Andy Feng edited this page Sep 7, 2016 · 15 revisions

Running CaffeOnSpark on EC2

  1. Set up your EC2 key pair, and apply spark-ec2 from Apache Spark as below to launch a Spark cluster with 2 slaves on g2.2xlarge (1 GPU, 8 vCPUs) or g2.8xlarge (4 GPUs, 32 vCPUs) instances with an CaffeOnImage AMI. You could check your request status at EC2 console, and current spot price at https://aws.amazon.com/ec2/spot/pricing/.
export AMI_IMAGE=ami-995a26ea
export EC2_REGION=eu-west-1
export EC2_ZONE=eu-west-1c
export SPARK_WORKER_INSTANCES=2 
export EC2_INSTANCE_TYPE=g2.2xlarge
#export EC2_INSTANCE_TYPE=g2.8xlarge
export EC2_MAX_PRICE=0.8
${SPARK_HOME}/ec2/spark-ec2 --key-pair=${EC2_KEY} --identity-file=${EC2_PEM_FILE} \
			    --region=${EC2_REGION} --zone=${EC2_ZONE} \
			    --ebs-vol-size=50 \
			    --instance-type=${EC2_INSTANCE_TYPE} \
			    --master-instance-type=m4.xlarge \
			    --ami=${AMI_IMAGE}  -s ${SPARK_WORKER_INSTANCES} \
			    --spot-price ${EC2_MAX_PRICE} \
			    --copy-aws-credentials \
			    --hadoop-major-version=yarn --spark-version 1.6.0 \
			    --no-ganglia \
			    --user-data ${CAFFE_ON_SPARK}/scripts/ec2-cloud-config.txt \
			    launch CaffeOnSparkDemo

You should see the following line, which contains the host name of your Spark master.

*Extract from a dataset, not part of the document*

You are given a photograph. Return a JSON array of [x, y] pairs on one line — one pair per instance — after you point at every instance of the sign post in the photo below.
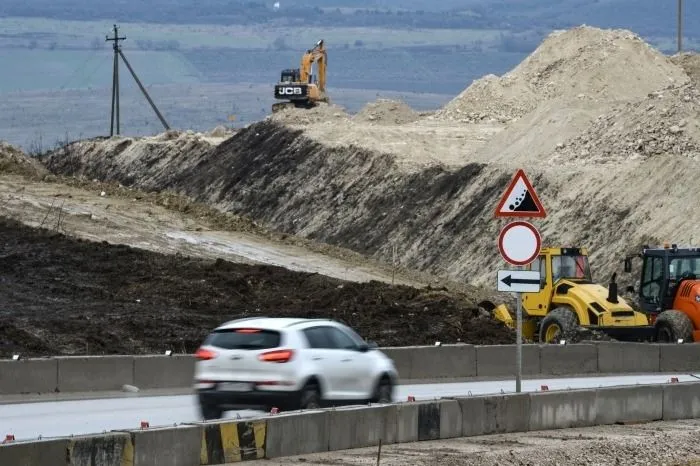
[[519, 243]]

Spark standalone cluster started at http://ec2-52-49-81-151.eu-west-1.compute.amazonaws.com:8080
Done!
  1. ssh onto Spark master
ssh -o StrictHostKeyChecking=no -o UserKnownHostsFile=/dev/null -i ${EC2_PEM_FILE} root@<SPARK_MASTER_HOST>
  1. Train a DNN model, and test using mnist dataset located at ${CAFFE_ON_SPARK}/data
g2.2xlarge g2.8xlarge
export CORES_PER_WORKER=8 export CORES_PER_WORKER=32
export DEVICES=1 export DEVICES=4
export SPARK_WORKER_INSTANCES=2 
export TOTAL_CORES=$((${CORES_PER_WORKER}*${SPARK_WORKER_INSTANCES}))
export MASTER_URL=spark://$(hostname):7077

source ~/.bashrc
pushd ${CAFFE_ON_SPARK}/data

hadoop fs -rm -r -f /mnist.model 
hadoop fs -rm -r -f /mnist_features_result
spark-submit --master ${MASTER_URL} \
    --files lenet_memory_train_test.prototxt,lenet_memory_solver.prototxt \
    --conf spark.cores.max=${TOTAL_CORES} \
    --conf spark.task.cpus=${CORES_PER_WORKER} \
    --conf spark.driver.extraLibraryPath="${LD_LIBRARY_PATH}" \
    --conf spark.executorEnv.LD_LIBRARY_PATH="${LD_LIBRARY_PATH}" \
    --class com.yahoo.ml.caffe.CaffeOnSpark  \
    ${CAFFE_ON_SPARK}/caffe-grid/target/caffe-grid-0.1-SNAPSHOT-jar-with-dependencies.jar \
        -train \
        -features accuracy,loss -label label \
        -conf lenet_memory_solver.prototxt \
	-clusterSize ${SPARK_WORKER_INSTANCES} \
        -devices ${DEVICES} \
	-connection ethernet \
        -model /mnist.model \
	-output /mnist_features_result
hadoop fs -ls /mnist*
hadoop fs -cat /mnist_features_result/*

The training will produce a model and various snapshots.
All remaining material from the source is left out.